BOL. THE EXECUTIVE BRANCH SENDS AN AGREEMENT ON THE IMPORTATION OF GENERIC MEDICATIONS
28 septiembre 2017

On September 11th, an amendment to the Agreements on Intellectual Property Rights Aspects Related to Trade (TRIPS), approved by the member countries of the World Trade Organization (WTO), was introduced to the Congress, which would allow poor countries that cannot manufacture their own generic medications to import them instead.

On January 23rd, the General Director of the WTO, Roberto Azevêdo, announced the entry into effect of the amendment to the TRIPS agreement, after two thirds of the group’s members signed an agreement that took more than a decade to finalize.

The amendment modifies the WTO’s TRIPS agreement, in effect since 1995, making what was once a temporary exception into something permanent and definitive and allowing poor countries that cannot manufacture their own generic medications to import them instead.

The original TRIPS agreement allowed governments in poor and developing countries to produce generic pharmaceuticals intended for their local markets without the consent of the patent holders.
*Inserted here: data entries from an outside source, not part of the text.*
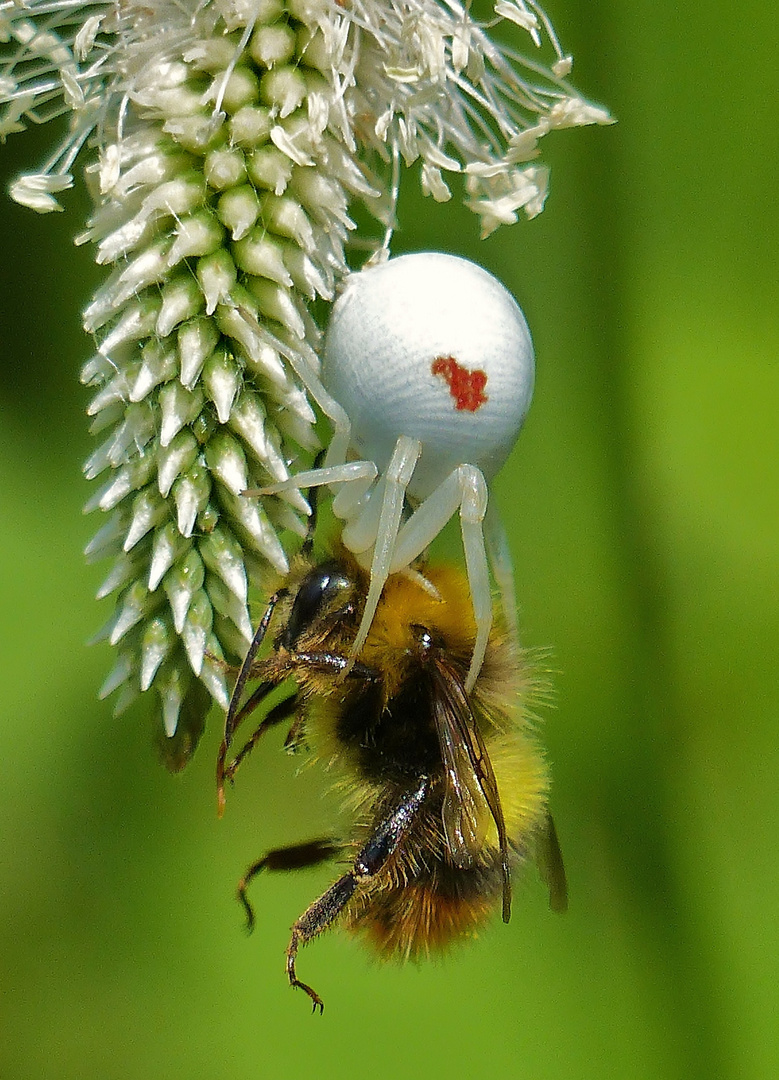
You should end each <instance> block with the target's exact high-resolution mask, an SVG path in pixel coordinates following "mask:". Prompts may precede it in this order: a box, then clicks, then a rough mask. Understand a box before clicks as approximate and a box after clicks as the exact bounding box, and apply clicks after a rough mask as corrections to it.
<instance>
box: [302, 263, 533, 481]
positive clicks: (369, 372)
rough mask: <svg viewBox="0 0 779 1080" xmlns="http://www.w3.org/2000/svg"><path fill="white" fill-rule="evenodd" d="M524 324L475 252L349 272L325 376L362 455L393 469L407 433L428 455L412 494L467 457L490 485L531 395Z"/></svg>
mask: <svg viewBox="0 0 779 1080" xmlns="http://www.w3.org/2000/svg"><path fill="white" fill-rule="evenodd" d="M534 375H535V362H534V352H533V342H532V339H530V333H529V329H528V327H527V322H526V321H525V316H524V315H523V313H522V311H521V309H520V307H519V305H518V303H516V301H515V300H514V299H513V297H512V296H511V294H510V293H509V292H508V291H507V289H506V288H505V287H503V285H501V283H500V282H499V281H498V280H497V279H496V278H494V276H493V275H492V274H489V273H487V271H486V270H484V269H483V268H482V267H479V266H476V265H475V264H473V262H470V261H468V260H467V259H461V258H458V257H456V256H453V255H446V254H441V253H434V252H425V253H418V254H415V255H403V256H400V257H399V258H395V259H389V260H388V261H387V262H385V264H382V265H380V266H376V267H372V268H370V269H367V270H362V271H360V272H358V273H354V274H352V275H351V276H350V278H349V280H348V282H347V284H346V287H345V289H344V292H343V294H341V295H340V297H339V298H338V300H337V301H336V303H335V305H334V308H333V312H332V315H331V321H330V326H328V328H327V335H326V339H325V347H324V362H323V380H324V382H325V386H326V388H327V390H328V391H330V393H332V394H333V396H334V397H335V399H336V401H337V402H338V403H339V404H340V405H341V406H343V407H344V409H345V410H346V413H347V414H348V416H349V419H350V421H351V424H352V444H353V447H354V449H355V450H357V453H359V454H360V455H362V457H364V458H365V459H367V460H370V461H374V462H375V463H376V465H377V468H378V469H379V471H384V470H385V469H386V467H387V463H388V461H389V459H390V457H391V455H392V450H393V449H394V446H395V443H397V441H398V438H399V436H400V435H407V436H409V437H412V438H418V440H419V442H420V443H421V445H422V451H421V457H420V459H419V463H418V465H417V468H416V470H415V472H414V476H413V480H412V483H411V485H409V487H408V492H409V495H412V497H415V498H425V497H426V496H427V495H428V494H430V491H431V490H432V489H433V488H434V487H436V486H438V484H440V483H441V481H442V480H444V478H445V477H446V476H447V475H448V474H449V473H451V472H452V470H453V469H456V468H457V467H458V465H460V464H466V463H468V464H473V465H475V467H478V468H479V469H481V471H482V473H483V474H484V476H485V477H486V478H487V480H489V478H491V477H492V476H493V475H495V473H496V472H497V471H498V470H499V469H500V467H501V465H502V463H503V461H505V460H506V458H507V457H508V454H509V451H510V450H511V447H512V446H513V444H514V442H515V441H516V436H518V434H519V431H520V428H521V427H522V422H523V420H524V418H525V415H526V414H527V409H528V408H529V405H530V400H532V397H533V384H534Z"/></svg>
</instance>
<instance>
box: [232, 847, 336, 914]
mask: <svg viewBox="0 0 779 1080" xmlns="http://www.w3.org/2000/svg"><path fill="white" fill-rule="evenodd" d="M341 850H343V845H340V843H338V842H337V840H334V839H332V838H330V837H323V838H321V839H317V840H307V841H306V842H305V843H292V845H290V847H287V848H274V849H273V850H272V851H269V852H267V854H265V855H263V858H261V859H258V860H257V861H256V862H254V863H252V865H251V866H250V867H249V869H247V870H246V873H245V874H244V875H243V877H242V878H241V880H240V881H239V882H238V889H237V892H236V895H237V897H238V900H239V902H240V904H241V905H242V907H243V910H244V912H245V914H246V930H247V931H249V932H250V933H251V932H252V930H254V923H255V921H256V919H255V916H254V907H253V906H252V904H251V903H250V900H249V896H247V895H246V891H247V889H249V886H250V883H251V882H252V881H253V880H254V879H255V878H256V876H257V875H258V874H259V873H260V870H301V869H305V868H306V867H307V866H318V865H319V864H320V863H325V862H327V860H330V859H332V858H333V856H334V855H337V854H338V852H339V851H341Z"/></svg>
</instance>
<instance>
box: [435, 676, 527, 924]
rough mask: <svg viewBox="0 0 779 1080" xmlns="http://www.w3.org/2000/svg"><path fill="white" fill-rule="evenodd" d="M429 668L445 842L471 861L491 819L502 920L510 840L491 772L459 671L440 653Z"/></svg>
mask: <svg viewBox="0 0 779 1080" xmlns="http://www.w3.org/2000/svg"><path fill="white" fill-rule="evenodd" d="M433 670H434V672H435V679H434V681H435V686H434V692H433V696H432V698H433V717H434V719H435V729H436V732H438V737H439V743H440V746H441V756H442V759H443V764H444V772H445V775H446V786H445V791H444V802H443V811H442V816H443V826H444V836H445V838H446V846H447V848H448V850H449V853H451V855H452V859H453V860H454V862H455V863H456V864H457V865H458V866H464V867H467V866H470V865H471V864H472V862H473V859H474V856H475V855H478V854H479V852H480V851H481V850H482V848H483V846H484V840H485V838H486V833H487V828H488V826H489V819H491V818H492V819H493V821H494V822H495V827H496V828H497V831H498V843H499V847H500V862H501V869H502V878H503V922H508V921H509V918H510V915H511V881H510V878H509V845H508V839H507V836H506V822H505V820H503V810H502V807H501V805H500V794H499V792H498V784H497V781H496V779H495V772H494V771H493V766H492V761H491V760H489V755H488V754H487V748H486V746H485V744H484V739H483V738H482V733H481V731H480V730H479V725H478V724H476V720H475V717H474V716H473V710H472V708H471V705H470V702H469V700H468V694H467V693H466V690H465V687H464V685H462V681H461V679H460V677H459V675H458V674H457V672H455V671H454V670H453V669H452V667H451V666H449V664H448V663H447V662H446V661H445V660H444V659H443V658H438V659H436V661H435V664H434V665H433Z"/></svg>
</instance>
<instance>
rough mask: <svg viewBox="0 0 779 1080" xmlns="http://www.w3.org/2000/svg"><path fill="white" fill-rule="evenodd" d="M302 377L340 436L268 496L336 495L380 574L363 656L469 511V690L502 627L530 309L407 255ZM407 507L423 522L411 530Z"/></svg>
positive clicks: (446, 271)
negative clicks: (391, 586) (446, 523)
mask: <svg viewBox="0 0 779 1080" xmlns="http://www.w3.org/2000/svg"><path fill="white" fill-rule="evenodd" d="M298 374H299V375H300V377H301V379H303V381H304V382H305V383H306V386H307V389H308V390H309V392H310V393H311V395H312V397H313V399H314V400H315V401H317V403H318V404H319V406H320V407H321V408H322V410H323V411H324V413H325V415H326V416H328V417H330V418H331V420H332V422H333V424H334V435H333V440H332V442H331V444H330V448H328V450H327V454H326V457H325V459H324V462H323V464H322V468H320V469H313V470H309V471H306V472H300V473H297V474H296V475H295V476H294V477H293V478H292V480H291V481H286V482H285V483H281V484H276V485H273V486H272V487H267V488H263V490H261V494H264V495H265V494H272V492H277V491H280V490H283V489H285V488H290V487H293V486H294V487H298V488H303V487H311V486H315V485H321V484H328V485H338V488H339V489H338V490H337V494H336V495H335V497H334V500H333V512H334V513H335V515H336V516H337V517H339V518H341V519H343V521H344V523H345V524H344V530H343V541H344V544H345V545H346V546H347V548H348V549H349V550H350V551H351V552H353V553H354V554H355V555H357V556H358V557H359V558H360V559H361V561H362V562H364V563H365V565H366V566H367V565H370V567H371V583H370V588H368V593H367V597H366V602H365V609H364V612H363V616H362V621H361V623H360V627H359V631H358V635H357V638H355V639H354V644H353V647H352V656H357V653H358V652H359V651H360V649H361V648H362V646H363V644H364V642H365V638H366V637H367V633H368V630H370V629H371V623H372V621H373V617H374V613H375V611H376V606H377V604H378V600H379V597H380V595H381V590H382V589H384V585H385V582H386V581H387V578H388V577H389V575H390V573H395V572H398V571H400V570H403V569H406V568H408V567H411V565H412V564H413V562H414V561H415V559H416V558H417V557H418V556H419V555H420V554H421V553H422V552H424V551H425V550H426V549H427V548H428V545H429V544H430V543H431V542H432V540H433V539H434V538H435V537H436V536H438V535H439V532H441V530H442V529H443V527H444V525H446V523H447V522H448V521H449V518H451V517H452V516H453V515H454V514H455V512H456V511H458V510H459V515H460V526H461V532H462V548H464V552H465V558H466V568H467V572H468V581H469V588H470V592H471V600H472V604H473V613H474V618H475V624H476V639H475V646H474V650H473V657H472V659H471V664H470V669H469V672H468V679H467V684H466V688H467V689H468V690H470V689H471V688H472V686H473V684H474V683H475V679H476V676H478V674H479V670H480V667H481V665H482V661H483V659H484V652H485V649H486V645H487V638H488V636H489V629H491V626H492V620H493V608H492V594H491V585H489V571H488V566H487V554H486V548H485V539H484V523H485V514H486V511H487V482H488V481H489V480H492V477H493V476H494V475H495V474H496V473H497V472H498V470H499V469H500V467H501V465H502V464H503V462H505V460H506V458H507V457H508V455H509V451H510V450H511V447H512V446H513V445H514V442H515V440H516V436H518V434H519V431H520V428H521V426H522V421H523V420H524V418H525V415H526V413H527V409H528V407H529V404H530V399H532V396H533V382H534V354H533V342H532V340H530V333H529V330H528V328H527V323H526V321H525V318H524V315H523V314H522V311H521V310H520V308H519V306H518V305H516V302H515V300H514V299H513V297H512V296H511V295H510V294H509V293H508V292H507V289H506V288H505V287H503V286H502V285H501V284H500V282H499V281H497V279H495V278H493V276H492V274H489V273H487V271H486V270H484V269H482V268H481V267H479V266H476V265H475V264H473V262H469V261H468V260H467V259H461V258H457V257H455V256H453V255H444V254H438V253H429V252H426V253H420V254H416V255H403V256H401V257H399V258H395V259H389V260H388V261H386V262H382V264H381V265H379V266H374V267H371V268H370V269H366V270H361V271H360V272H358V273H353V274H352V275H351V276H350V278H349V279H348V280H347V282H346V285H345V287H344V291H343V293H341V295H340V296H339V297H338V299H337V300H336V302H335V305H334V307H333V312H332V315H331V320H330V325H328V328H327V334H326V338H325V345H324V357H323V366H322V381H321V383H320V382H319V380H318V379H315V378H313V377H311V376H310V375H307V374H306V373H303V372H300V370H298ZM349 457H352V458H357V460H347V458H349ZM406 504H408V507H409V508H412V512H411V514H409V516H408V517H407V518H406V519H405V521H404V519H403V512H404V509H405V507H406ZM487 526H488V528H487V532H488V542H489V550H491V556H492V562H493V570H494V572H495V577H496V580H497V582H498V585H499V588H500V590H501V593H502V594H503V605H505V607H506V609H507V611H508V613H509V619H511V617H512V612H513V581H512V572H511V563H510V558H509V556H508V549H507V545H506V543H505V538H503V535H502V531H501V528H500V525H499V522H498V519H497V516H496V515H495V514H493V513H491V515H489V518H488V519H487ZM507 593H510V596H507Z"/></svg>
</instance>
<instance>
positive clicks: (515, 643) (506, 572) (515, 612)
mask: <svg viewBox="0 0 779 1080" xmlns="http://www.w3.org/2000/svg"><path fill="white" fill-rule="evenodd" d="M484 538H485V540H486V542H487V556H488V558H489V565H491V566H492V568H493V577H494V578H495V583H496V584H497V586H498V597H499V599H500V609H501V611H502V613H503V620H505V622H506V629H507V630H508V632H509V635H510V636H511V639H512V640H513V642H514V643H515V644H516V645H518V646H519V644H520V627H519V623H518V620H516V592H515V589H514V564H513V561H512V558H511V549H510V548H509V538H508V537H507V535H506V528H505V527H503V523H502V519H501V517H500V514H499V512H498V508H497V504H496V503H495V501H493V502H491V503H489V504H488V505H487V513H486V516H485V518H484Z"/></svg>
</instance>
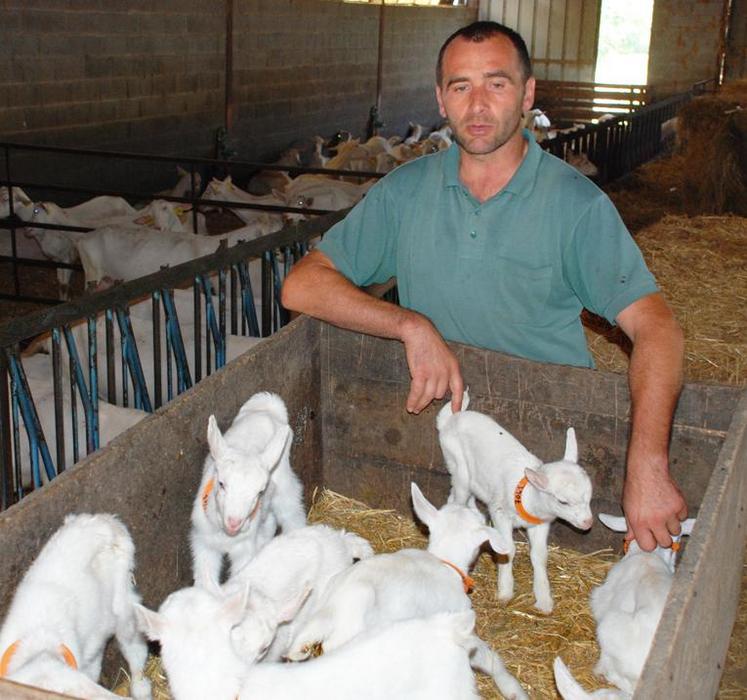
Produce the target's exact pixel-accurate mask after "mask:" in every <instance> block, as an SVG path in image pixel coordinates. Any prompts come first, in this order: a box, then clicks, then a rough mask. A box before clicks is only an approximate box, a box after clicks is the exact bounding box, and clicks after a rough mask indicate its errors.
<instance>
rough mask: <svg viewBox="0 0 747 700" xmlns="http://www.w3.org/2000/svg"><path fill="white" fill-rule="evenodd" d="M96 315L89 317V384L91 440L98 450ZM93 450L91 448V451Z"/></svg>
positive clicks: (97, 388)
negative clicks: (90, 397)
mask: <svg viewBox="0 0 747 700" xmlns="http://www.w3.org/2000/svg"><path fill="white" fill-rule="evenodd" d="M96 326H97V324H96V317H95V316H89V317H88V386H89V387H90V390H91V394H90V396H91V428H90V432H91V438H92V440H91V442H92V444H93V449H94V450H98V449H99V445H100V444H101V441H100V438H99V368H98V329H97V327H96ZM90 452H91V450H89V453H90Z"/></svg>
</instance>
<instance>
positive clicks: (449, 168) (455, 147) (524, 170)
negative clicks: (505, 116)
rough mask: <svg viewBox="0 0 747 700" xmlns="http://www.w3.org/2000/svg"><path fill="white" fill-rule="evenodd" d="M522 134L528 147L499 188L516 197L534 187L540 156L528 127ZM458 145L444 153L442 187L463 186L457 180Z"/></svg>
mask: <svg viewBox="0 0 747 700" xmlns="http://www.w3.org/2000/svg"><path fill="white" fill-rule="evenodd" d="M522 133H523V136H524V138H525V139H526V141H527V144H528V147H527V152H526V155H525V156H524V160H522V161H521V165H519V168H518V170H517V171H516V172H515V173H514V176H513V177H512V178H511V179H510V180H509V181H508V184H507V185H506V186H505V187H504V188H503V190H501V191H502V192H510V193H511V194H514V195H516V196H518V197H528V196H529V195H530V194H531V193H532V190H533V189H534V183H535V181H536V179H537V171H538V170H539V164H540V160H541V158H542V148H541V147H540V146H539V144H538V143H537V141H536V140H535V138H534V135H533V134H532V132H531V131H529V130H528V129H524V130H523V132H522ZM459 154H460V151H459V146H458V145H457V144H456V142H454V143H452V144H451V146H449V148H448V150H447V151H446V154H445V163H444V187H463V185H462V183H461V182H460V180H459Z"/></svg>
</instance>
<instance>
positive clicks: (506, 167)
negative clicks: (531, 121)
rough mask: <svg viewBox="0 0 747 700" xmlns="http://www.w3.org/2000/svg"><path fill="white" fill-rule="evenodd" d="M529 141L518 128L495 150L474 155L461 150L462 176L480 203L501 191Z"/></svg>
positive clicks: (471, 192) (510, 178) (517, 166)
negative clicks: (505, 141)
mask: <svg viewBox="0 0 747 700" xmlns="http://www.w3.org/2000/svg"><path fill="white" fill-rule="evenodd" d="M528 148H529V143H528V142H527V140H526V139H525V138H524V136H523V134H522V131H521V130H518V131H517V132H516V133H515V134H514V135H513V136H512V137H511V138H510V139H509V140H508V141H506V143H504V144H503V145H502V146H500V147H499V148H497V149H496V150H495V151H493V152H492V153H486V154H485V155H473V154H470V153H466V152H465V151H464V150H463V149H462V148H461V147H460V149H459V179H460V180H461V181H462V183H463V184H464V186H465V187H466V188H467V189H468V190H469V191H470V192H471V194H472V196H473V197H474V198H475V199H477V200H478V201H479V202H485V201H487V200H488V199H490V198H491V197H493V196H494V195H496V194H498V192H500V191H501V190H502V189H503V188H504V187H505V186H506V185H507V184H508V183H509V181H510V180H511V178H512V177H513V176H514V174H515V173H516V171H517V170H518V169H519V166H520V165H521V163H522V161H523V160H524V156H525V155H526V153H527V150H528Z"/></svg>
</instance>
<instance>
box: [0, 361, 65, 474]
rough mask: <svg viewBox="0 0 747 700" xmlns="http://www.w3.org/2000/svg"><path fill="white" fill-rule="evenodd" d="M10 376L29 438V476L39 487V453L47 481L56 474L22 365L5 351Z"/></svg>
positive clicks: (38, 417)
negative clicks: (30, 462)
mask: <svg viewBox="0 0 747 700" xmlns="http://www.w3.org/2000/svg"><path fill="white" fill-rule="evenodd" d="M6 357H7V360H8V367H9V369H10V376H11V380H12V382H13V384H14V385H15V387H16V389H15V392H14V401H15V402H17V404H18V405H19V406H20V410H21V415H22V416H23V423H24V425H25V426H26V435H28V438H29V457H30V459H31V475H32V479H33V481H34V488H40V487H41V472H40V471H39V453H41V457H42V461H43V463H44V471H45V472H46V474H47V478H48V479H50V480H51V479H54V477H55V476H56V475H57V472H56V470H55V468H54V463H53V462H52V456H51V455H50V454H49V448H48V447H47V441H46V440H45V439H44V431H43V430H42V427H41V423H40V421H39V414H38V413H37V412H36V406H35V405H34V399H33V397H32V396H31V391H30V390H29V385H28V382H27V381H26V373H25V372H24V371H23V365H22V364H21V361H20V360H19V359H18V357H17V356H16V355H15V354H12V353H8V352H7V350H6Z"/></svg>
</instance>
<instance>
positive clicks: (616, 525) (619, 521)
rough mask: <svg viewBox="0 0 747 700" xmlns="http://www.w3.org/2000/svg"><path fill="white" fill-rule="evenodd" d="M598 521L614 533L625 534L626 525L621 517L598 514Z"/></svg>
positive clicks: (608, 514)
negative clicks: (623, 532) (614, 532)
mask: <svg viewBox="0 0 747 700" xmlns="http://www.w3.org/2000/svg"><path fill="white" fill-rule="evenodd" d="M599 520H600V521H601V522H602V523H603V524H604V525H606V526H607V527H608V528H609V529H610V530H613V531H614V532H627V531H628V523H627V522H625V518H624V517H623V516H622V515H610V514H609V513H599Z"/></svg>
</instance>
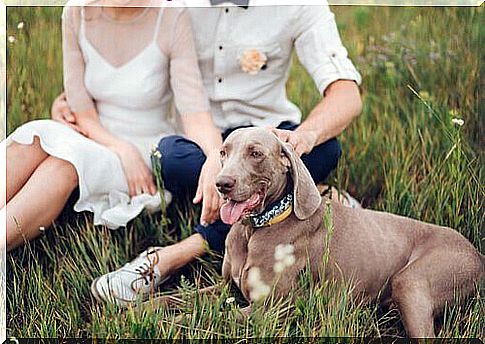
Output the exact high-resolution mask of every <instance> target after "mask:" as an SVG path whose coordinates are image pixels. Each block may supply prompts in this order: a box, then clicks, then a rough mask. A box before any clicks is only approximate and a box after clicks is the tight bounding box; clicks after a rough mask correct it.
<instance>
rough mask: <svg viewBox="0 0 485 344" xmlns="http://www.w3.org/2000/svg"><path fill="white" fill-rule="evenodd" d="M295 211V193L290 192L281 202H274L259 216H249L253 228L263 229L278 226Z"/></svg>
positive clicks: (286, 195)
mask: <svg viewBox="0 0 485 344" xmlns="http://www.w3.org/2000/svg"><path fill="white" fill-rule="evenodd" d="M292 211H293V192H289V193H287V194H286V196H285V197H283V198H282V199H280V200H279V201H276V202H273V203H271V204H270V205H268V206H267V207H266V209H265V210H264V211H263V212H262V213H260V214H257V215H249V217H248V220H249V223H250V224H251V226H252V227H253V228H262V227H267V226H271V225H274V224H277V223H279V222H281V221H283V220H284V219H286V218H287V217H288V216H290V214H291V212H292Z"/></svg>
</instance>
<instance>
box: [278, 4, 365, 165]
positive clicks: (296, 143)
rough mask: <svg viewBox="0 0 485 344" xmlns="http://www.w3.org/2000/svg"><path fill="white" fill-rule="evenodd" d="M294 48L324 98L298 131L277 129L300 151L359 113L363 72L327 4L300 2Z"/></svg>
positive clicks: (337, 129) (329, 132) (323, 136)
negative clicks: (299, 9) (309, 5)
mask: <svg viewBox="0 0 485 344" xmlns="http://www.w3.org/2000/svg"><path fill="white" fill-rule="evenodd" d="M294 32H295V48H296V52H297V54H298V57H299V59H300V61H301V63H302V64H303V65H304V66H305V68H306V70H307V71H308V72H309V74H310V75H311V76H312V78H313V80H314V81H315V84H316V86H317V88H318V90H319V91H320V92H321V94H322V96H323V99H322V100H321V101H320V103H319V104H318V105H317V106H316V107H315V108H314V109H313V110H312V111H311V112H310V114H309V115H308V118H307V119H306V120H305V121H304V122H303V123H302V124H301V125H300V127H299V128H298V129H296V130H295V132H293V133H290V132H283V131H281V130H278V131H277V134H278V136H280V138H282V139H283V140H285V141H287V142H289V143H291V144H292V145H293V146H294V148H295V150H296V152H297V153H298V154H300V155H301V154H304V153H308V152H310V151H311V150H312V149H313V147H315V146H317V145H319V144H321V143H323V142H325V141H327V140H329V139H331V138H333V137H335V136H337V135H339V134H340V133H341V132H342V131H343V130H344V129H345V128H346V127H347V126H348V125H349V124H350V123H351V122H352V120H353V119H354V118H355V117H356V116H357V115H358V114H359V113H360V111H361V109H362V102H361V99H360V93H359V89H358V86H357V84H358V83H360V79H361V77H360V75H359V73H358V72H357V70H356V69H355V67H354V66H353V64H352V62H351V61H350V59H349V58H348V57H347V50H346V49H345V47H344V46H343V45H342V42H341V40H340V36H339V34H338V30H337V25H336V23H335V19H334V15H333V13H332V12H331V11H330V9H329V7H328V5H325V6H318V7H315V6H301V8H300V10H299V14H298V16H297V18H296V20H295V31H294Z"/></svg>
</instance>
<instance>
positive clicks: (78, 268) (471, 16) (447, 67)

But that meant that poorer countries without production capacity were unable to access these medications given that the legislation did not provide for generic medications to be imported.

In 2003, the members of the WTO agreed to give these countries a temporary exemption, which could then be renewed every two years. In 2005, the countries agreed to make that authorization permanent, pursuant to an agreement by two-thirds of the 164 states that comprise the WTO.